Toulouse sous la menace de perdre 1 million d’euros de Salary Cap : Explication !
Le mardi 16 décembre 2025 à 22:53 par David Demri
19 Commentaires
Publicité
La Ligue nationale de rugby prépare un chantier sensible qui pourrait rebattre les cartes en Top 14. À l’étude : une hausse du plafond du salary cap à 11 millions d’euros, accompagnée d’une refonte du système des crédits internationaux.
Une réforme pensée pour rééquilibrer les forces en présence, alors que certains clubs, Toulouse en tête, bénéficient aujourd’hui d’un avantage structurel important.
Réunis à Aix-en-Provence pour l’assemblée générale financière, les dirigeants de la LNR ont consacré une large partie des échanges à cette question. Le contexte n’était pas neutre. Au lendemain de la sanction prononcée contre le Stade Toulousain dans l’affaire Jaminet, le sujet de la régulation économique du championnat s’est imposé comme central. Sans vote formel à ce stade, les grandes orientations d’une réforme prévue pour une application à l’horizon 2027-2028 ont été clairement posées.
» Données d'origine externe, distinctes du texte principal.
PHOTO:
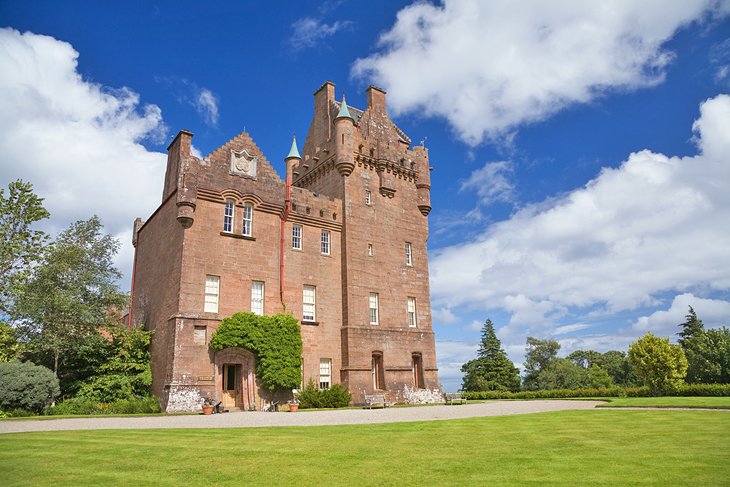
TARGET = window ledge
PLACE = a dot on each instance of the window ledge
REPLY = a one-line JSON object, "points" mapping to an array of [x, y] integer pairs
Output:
{"points": [[235, 235]]}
Un plafond relevé, mais sous conditions
Premier axe de réflexion : relever le plafond global du salary cap, actuellement fixé à 10,7 M€, à 11 M€. Une augmentation qui peut surprendre alors que plusieurs clubs affichent des comptes fragiles et dépendent du soutien de leurs actionnaires. La Ligue avance néanmoins un argument sportif, estimant qu’un plafond plus élevé permettrait d’élargir les effectifs et de mieux protéger les joueurs sur une saison toujours plus dense.
Sur ce point, le consensus semble relativement facile à trouver. Les débats se concentrent surtout sur le second volet de la réforme : les crédits internationaux, ces mécanismes qui autorisent les clubs à dépasser le plafond en fonction du nombre de joueurs sélectionnés.
Un système qui avantage surtout Toulouse
Aujourd’hui, chaque international figurant dans la liste Premium ouvre droit à un crédit de 180 000 euros, auquel s’ajoute un bonus pour les joueurs de rugby à VII. Un dispositif qui profite largement au Stade Toulousain. Avec quinze joueurs concernés, le club peut afficher une masse salariale bien supérieure à ses concurrents directs, tout en restant dans les clous réglementaires.
Cet écart pose question au sein de la Ligue. Un proche du dossier s’est confié via Sud-Ouest : « Il ne faut pas aborder le sujet en les morcelant, tempère un dirigeant de club. Il faut trouver un équilibre global entre le plafond principal et les crédits de compensation. » L’objectif affiché est clair : réduire les écarts sans pénaliser la formation ni l’excellence sportive.
« Il faut limiter l’écart qu’il peut y avoir entre ceux qui ont la possibilité d’avoir le plus de crédits et les autres », glisse, prudemment, un président de club. Une manière à peine voilée de reconnaître que le système actuel accentue l’hégémonie de certains.
Vers des crédits dégressifs
La piste privilégiée consisterait à rendre ces crédits dégressifs. Concrètement, le premier international serait davantage valorisé, puis le montant accordé diminuerait à chaque joueur supplémentaire. « La méthode aboutirait à une réduction de fait du volume des crédits pour les clubs qui ont beaucoup d’internationaux, mais de façon proportionnelle », explique-t-on dans l’entourage de la LNR.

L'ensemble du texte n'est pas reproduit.